There is an advantage to putting a project on hold for a while, however inadvertent. The software equivalent of Sun Tzu’s “If you wait by the river long enough, the bodies of your enemies will float by.”. Someone else will figure out the algorithms you need.

If it really needs stating, I’m way behind the curve of developments in Deep Learning. But what I think I’ve gathered from the little experiments I’ve tried is that I can play at very small scale on my mediocre home computer (no GPU), acquire/pre-process the data, perhaps get a proof-of-concept (toy!) model topology together. Scale up onto a Cloud service.

Necessary for that is creating an environment in which to code…remembering how to code… Ok, I’m looking at Python, Tensorflow/Keras and/or PyTorch.

So before I consider even a toy version of anything earthquake-related, I need to gently paddle into the water.
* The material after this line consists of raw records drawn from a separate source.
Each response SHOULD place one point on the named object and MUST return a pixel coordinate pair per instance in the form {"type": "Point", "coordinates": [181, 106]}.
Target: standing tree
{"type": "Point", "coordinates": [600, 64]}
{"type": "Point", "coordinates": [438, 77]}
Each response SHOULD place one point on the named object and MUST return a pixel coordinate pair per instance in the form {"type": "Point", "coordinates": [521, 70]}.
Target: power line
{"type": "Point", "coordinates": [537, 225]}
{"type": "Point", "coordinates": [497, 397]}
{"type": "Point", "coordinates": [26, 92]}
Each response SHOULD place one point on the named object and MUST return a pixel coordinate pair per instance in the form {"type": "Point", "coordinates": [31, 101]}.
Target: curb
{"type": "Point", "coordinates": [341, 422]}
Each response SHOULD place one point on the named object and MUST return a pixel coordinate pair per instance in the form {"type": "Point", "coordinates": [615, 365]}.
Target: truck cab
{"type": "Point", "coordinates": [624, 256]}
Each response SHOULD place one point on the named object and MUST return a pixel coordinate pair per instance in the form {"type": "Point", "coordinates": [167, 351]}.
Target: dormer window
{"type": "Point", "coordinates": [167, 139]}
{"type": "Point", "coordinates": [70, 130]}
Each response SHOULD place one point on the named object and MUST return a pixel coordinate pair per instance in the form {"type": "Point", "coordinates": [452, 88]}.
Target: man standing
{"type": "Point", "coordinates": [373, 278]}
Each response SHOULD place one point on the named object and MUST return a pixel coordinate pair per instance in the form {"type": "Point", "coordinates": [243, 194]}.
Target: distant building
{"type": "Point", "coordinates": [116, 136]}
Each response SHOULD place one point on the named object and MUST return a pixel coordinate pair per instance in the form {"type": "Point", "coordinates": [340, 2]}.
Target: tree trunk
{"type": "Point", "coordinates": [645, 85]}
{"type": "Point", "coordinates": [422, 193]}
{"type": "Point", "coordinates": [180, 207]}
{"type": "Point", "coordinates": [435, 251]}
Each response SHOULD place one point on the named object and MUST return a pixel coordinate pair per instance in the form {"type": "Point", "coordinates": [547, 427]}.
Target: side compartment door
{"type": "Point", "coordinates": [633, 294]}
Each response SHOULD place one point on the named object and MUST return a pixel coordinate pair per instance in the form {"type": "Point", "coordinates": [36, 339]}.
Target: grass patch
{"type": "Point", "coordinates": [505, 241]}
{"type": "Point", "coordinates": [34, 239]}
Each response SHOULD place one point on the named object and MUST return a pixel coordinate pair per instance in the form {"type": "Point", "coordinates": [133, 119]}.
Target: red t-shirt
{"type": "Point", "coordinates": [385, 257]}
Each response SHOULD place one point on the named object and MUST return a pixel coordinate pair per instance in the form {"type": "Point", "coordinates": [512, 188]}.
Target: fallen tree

Last night I had a Brilliant Idea!

Zoltán who?

The prompt for this was probably Flight of the Bumblebee on the Theremin . (She did two takes – one for the sounds, one for the bee. I initially thought she’d ‘cheated’, using a MIDI theremin for note separation – nope. Just put it through tremolo, got her movements against it perfect).

Ok, so Close Encounters of the Third Kind. And/or, Sound of Music. Do, re, me…

With the Sol-Fa Notation (which seems better known that C, D, E… in Italy, btw), Zoltán Kodály, a 20th music teacher built on Corwen et al’s work to have kids do hand signals corresponding to their role/feeling in the scale.

Well, that would be a cool way of playing an instrument.

Naturally I googled it. Naturally, it’d been done by 2016 : MiLa: An Audiovisual Instrument for Learning the Curwen Hand Signs.

But naaaah! I don’t have access to the paper, but in the abstract it says they used ‘a Leap motion sensor‘. Apparently those are spatial tracking things like the IR etc. used with VR kit.

Why not just use a camera?

Grab a frame from webcam, convert it to 28×28 pixel greyscale, associate with one of the 7 labels. Use one of the models known to work well with the MNIST handwritten digit benchmark dataset. Play the Five Tones.

So I’m now in the process of building OpenCV-Python. Predictably my environment was a mess, Anaconda doesn’t seem to play well with QT/Wayland/Ubuntu.

All being well I can get a script together to tell me what hand shape to hold, a few k images within reasonable time. Find model, train, add bleeps.

I’m talking long before I get onto Tensorflow or whatever. Hey ho. Could wait forever for an environment configuration to float by (wasn’t that the whole point of VMs, Docker etc? But when you need one, float on by…).

Should be straightforward once the environment is set up. Which is the purpose of the exercise.